Monday, September 27, 2010


“I paint self-portraits because … I am the person I know best.”
- Frida Kahlo

In the post modern world, where photography has taken the place of painting as a record keeper of visual imagery and feeling states, Photoshop has usurped the need to invest hours creating a likeness of oneself when, with the touch of a key, bring into existence watercolor paintings, post impressionistic portraits, and images evoking space and time. I can fashion myself in the style of Chuck Close, Andy Warhol, Georges Seurat, the Gorilla Girls, and so on.

This insight has had the effect of expanding the definition of what actually constitutes a self-portrait. and begs the question, aren’t all artistic creations expressions of some aspect of self and therefore, in part or in essence, self-portraits?

(right: Self-Portrait in the Wilderness, mixed media, 2009)

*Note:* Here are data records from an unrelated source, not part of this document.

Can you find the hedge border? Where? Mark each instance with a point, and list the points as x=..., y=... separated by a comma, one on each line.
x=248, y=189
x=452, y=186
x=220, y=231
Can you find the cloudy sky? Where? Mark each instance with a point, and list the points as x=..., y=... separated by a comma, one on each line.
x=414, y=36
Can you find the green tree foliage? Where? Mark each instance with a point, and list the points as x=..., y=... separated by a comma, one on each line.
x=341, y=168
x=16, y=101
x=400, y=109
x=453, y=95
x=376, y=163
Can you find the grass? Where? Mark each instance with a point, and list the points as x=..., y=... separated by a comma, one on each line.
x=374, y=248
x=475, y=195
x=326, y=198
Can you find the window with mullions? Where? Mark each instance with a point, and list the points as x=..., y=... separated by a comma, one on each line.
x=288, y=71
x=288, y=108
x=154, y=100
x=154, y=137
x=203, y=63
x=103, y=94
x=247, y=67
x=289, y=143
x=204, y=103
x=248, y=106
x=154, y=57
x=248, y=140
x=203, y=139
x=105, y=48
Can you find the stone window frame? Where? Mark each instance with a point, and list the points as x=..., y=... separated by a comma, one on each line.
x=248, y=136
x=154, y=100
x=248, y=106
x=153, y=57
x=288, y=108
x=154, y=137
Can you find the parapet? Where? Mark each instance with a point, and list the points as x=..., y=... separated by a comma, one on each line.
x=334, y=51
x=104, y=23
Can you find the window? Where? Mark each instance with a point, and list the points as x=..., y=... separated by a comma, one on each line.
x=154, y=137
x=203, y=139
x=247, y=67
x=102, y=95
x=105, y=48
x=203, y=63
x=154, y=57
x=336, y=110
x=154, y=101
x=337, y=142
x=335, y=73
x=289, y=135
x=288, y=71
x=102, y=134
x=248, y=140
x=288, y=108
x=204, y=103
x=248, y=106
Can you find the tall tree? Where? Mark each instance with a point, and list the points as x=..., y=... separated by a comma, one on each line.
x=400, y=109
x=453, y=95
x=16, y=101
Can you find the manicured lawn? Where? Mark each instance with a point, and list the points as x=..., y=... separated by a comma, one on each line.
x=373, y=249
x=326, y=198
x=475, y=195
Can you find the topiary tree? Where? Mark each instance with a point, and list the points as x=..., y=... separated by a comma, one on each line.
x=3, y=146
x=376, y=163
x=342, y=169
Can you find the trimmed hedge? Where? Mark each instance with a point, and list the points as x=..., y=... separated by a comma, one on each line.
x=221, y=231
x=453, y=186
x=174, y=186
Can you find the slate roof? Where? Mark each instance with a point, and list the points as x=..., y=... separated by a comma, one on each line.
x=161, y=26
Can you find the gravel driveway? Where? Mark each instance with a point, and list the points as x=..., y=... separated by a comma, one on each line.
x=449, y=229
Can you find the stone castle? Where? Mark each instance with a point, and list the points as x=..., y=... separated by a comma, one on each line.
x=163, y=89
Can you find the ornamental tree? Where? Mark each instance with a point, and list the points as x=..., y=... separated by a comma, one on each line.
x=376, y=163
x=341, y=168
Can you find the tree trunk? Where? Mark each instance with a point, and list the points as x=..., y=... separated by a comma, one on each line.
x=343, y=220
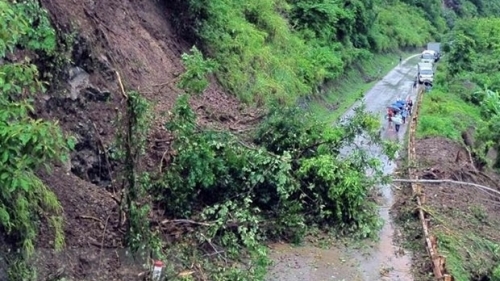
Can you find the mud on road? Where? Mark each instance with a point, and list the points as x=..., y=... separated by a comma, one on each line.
x=382, y=260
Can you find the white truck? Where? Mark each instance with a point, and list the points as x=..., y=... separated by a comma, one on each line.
x=425, y=74
x=436, y=47
x=428, y=56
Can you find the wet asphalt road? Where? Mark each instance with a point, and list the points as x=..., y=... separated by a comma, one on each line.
x=382, y=260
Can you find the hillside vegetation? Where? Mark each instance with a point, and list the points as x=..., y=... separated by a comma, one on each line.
x=268, y=50
x=231, y=193
x=466, y=102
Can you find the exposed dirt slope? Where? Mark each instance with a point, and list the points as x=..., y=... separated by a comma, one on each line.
x=135, y=39
x=464, y=219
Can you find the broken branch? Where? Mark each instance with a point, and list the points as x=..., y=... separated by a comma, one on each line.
x=449, y=181
x=163, y=222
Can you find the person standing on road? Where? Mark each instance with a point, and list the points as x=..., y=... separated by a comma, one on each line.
x=390, y=115
x=397, y=119
x=404, y=114
x=409, y=103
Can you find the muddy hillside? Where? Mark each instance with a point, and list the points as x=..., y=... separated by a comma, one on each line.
x=113, y=45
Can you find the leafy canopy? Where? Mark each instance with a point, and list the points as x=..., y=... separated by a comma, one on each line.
x=26, y=144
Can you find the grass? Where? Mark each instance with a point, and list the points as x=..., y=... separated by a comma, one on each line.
x=446, y=115
x=470, y=254
x=342, y=94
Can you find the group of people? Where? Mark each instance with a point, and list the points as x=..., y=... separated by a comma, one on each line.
x=399, y=112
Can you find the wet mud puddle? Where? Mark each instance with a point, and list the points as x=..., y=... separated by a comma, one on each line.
x=379, y=260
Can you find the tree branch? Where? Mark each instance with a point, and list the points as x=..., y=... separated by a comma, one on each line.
x=482, y=187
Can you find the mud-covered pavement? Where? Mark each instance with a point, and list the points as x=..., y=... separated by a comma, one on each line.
x=381, y=260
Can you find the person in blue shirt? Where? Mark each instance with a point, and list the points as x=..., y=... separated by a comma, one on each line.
x=404, y=115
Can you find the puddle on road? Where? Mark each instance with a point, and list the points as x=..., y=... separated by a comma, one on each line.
x=382, y=260
x=308, y=263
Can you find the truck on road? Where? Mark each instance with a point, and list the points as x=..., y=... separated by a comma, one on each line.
x=436, y=47
x=425, y=73
x=428, y=56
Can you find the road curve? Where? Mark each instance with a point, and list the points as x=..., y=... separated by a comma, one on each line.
x=382, y=260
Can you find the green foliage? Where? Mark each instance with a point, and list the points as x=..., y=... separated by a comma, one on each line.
x=194, y=80
x=26, y=144
x=277, y=50
x=496, y=274
x=474, y=49
x=444, y=114
x=289, y=179
x=131, y=141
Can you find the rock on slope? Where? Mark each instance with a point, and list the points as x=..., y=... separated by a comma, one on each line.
x=136, y=40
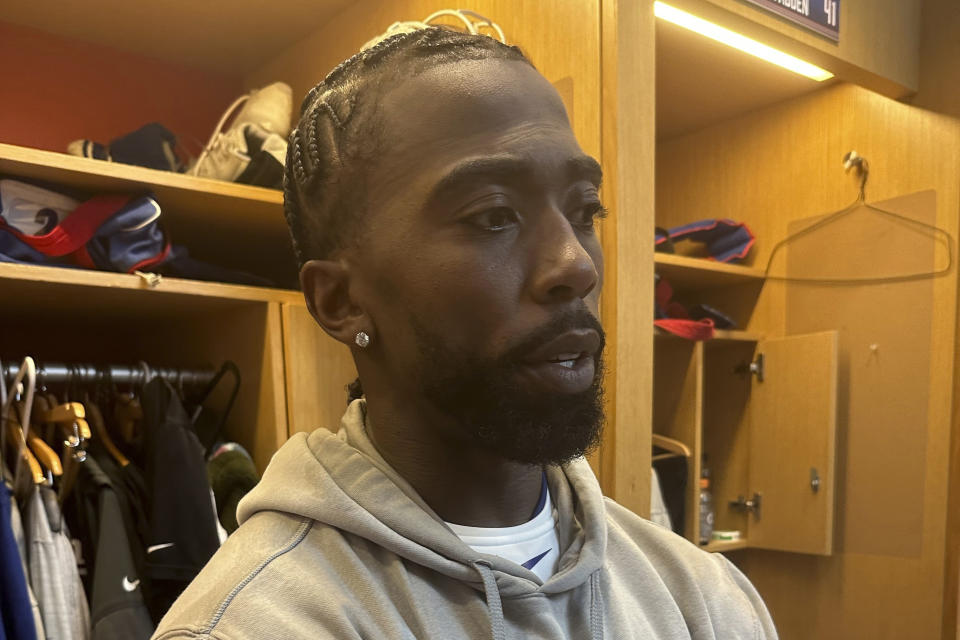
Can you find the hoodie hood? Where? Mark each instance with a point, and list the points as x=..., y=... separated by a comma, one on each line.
x=341, y=480
x=333, y=543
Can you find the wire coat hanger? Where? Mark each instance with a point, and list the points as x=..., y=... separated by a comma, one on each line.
x=854, y=161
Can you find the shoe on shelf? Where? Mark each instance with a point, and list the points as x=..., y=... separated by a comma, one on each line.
x=259, y=128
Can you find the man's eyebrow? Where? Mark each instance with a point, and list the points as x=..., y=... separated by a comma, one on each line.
x=509, y=166
x=475, y=169
x=585, y=167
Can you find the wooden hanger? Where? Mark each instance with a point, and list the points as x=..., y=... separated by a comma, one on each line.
x=13, y=431
x=66, y=412
x=14, y=434
x=66, y=415
x=44, y=454
x=674, y=447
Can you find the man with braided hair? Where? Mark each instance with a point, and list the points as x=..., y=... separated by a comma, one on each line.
x=443, y=216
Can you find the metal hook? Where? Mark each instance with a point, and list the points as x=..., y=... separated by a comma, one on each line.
x=853, y=160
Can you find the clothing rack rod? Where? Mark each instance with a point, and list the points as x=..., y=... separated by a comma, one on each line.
x=56, y=373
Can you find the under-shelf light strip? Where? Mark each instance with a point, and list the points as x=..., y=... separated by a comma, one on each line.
x=741, y=42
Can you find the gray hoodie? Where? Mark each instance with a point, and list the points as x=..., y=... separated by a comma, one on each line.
x=333, y=543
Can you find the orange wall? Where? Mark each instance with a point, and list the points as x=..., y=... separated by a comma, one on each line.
x=55, y=90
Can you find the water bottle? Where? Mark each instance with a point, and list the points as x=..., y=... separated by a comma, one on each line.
x=706, y=508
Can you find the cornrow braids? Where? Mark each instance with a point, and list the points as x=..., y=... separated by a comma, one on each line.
x=335, y=138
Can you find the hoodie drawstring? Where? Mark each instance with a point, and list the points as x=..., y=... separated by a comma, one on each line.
x=492, y=593
x=596, y=607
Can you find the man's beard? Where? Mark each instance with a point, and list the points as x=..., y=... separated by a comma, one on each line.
x=490, y=408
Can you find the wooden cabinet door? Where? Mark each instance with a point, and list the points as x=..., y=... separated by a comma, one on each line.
x=793, y=423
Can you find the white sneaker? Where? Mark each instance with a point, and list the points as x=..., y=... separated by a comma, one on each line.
x=269, y=108
x=265, y=113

This self portrait reflects the difficulty experienced during my son’s transition into young adulthood. The conflict finds expression in the form of the masculine archetype of a bull, which I attempt unsuccessfully, to contain. The image came to me in a dream: I stood on a bridge that needed to crossed alone. The bull, too heavy to hold, had to be let go in order for the next leg of our journeys to begin. The scene is placed in a temple; a sacred place of transformation.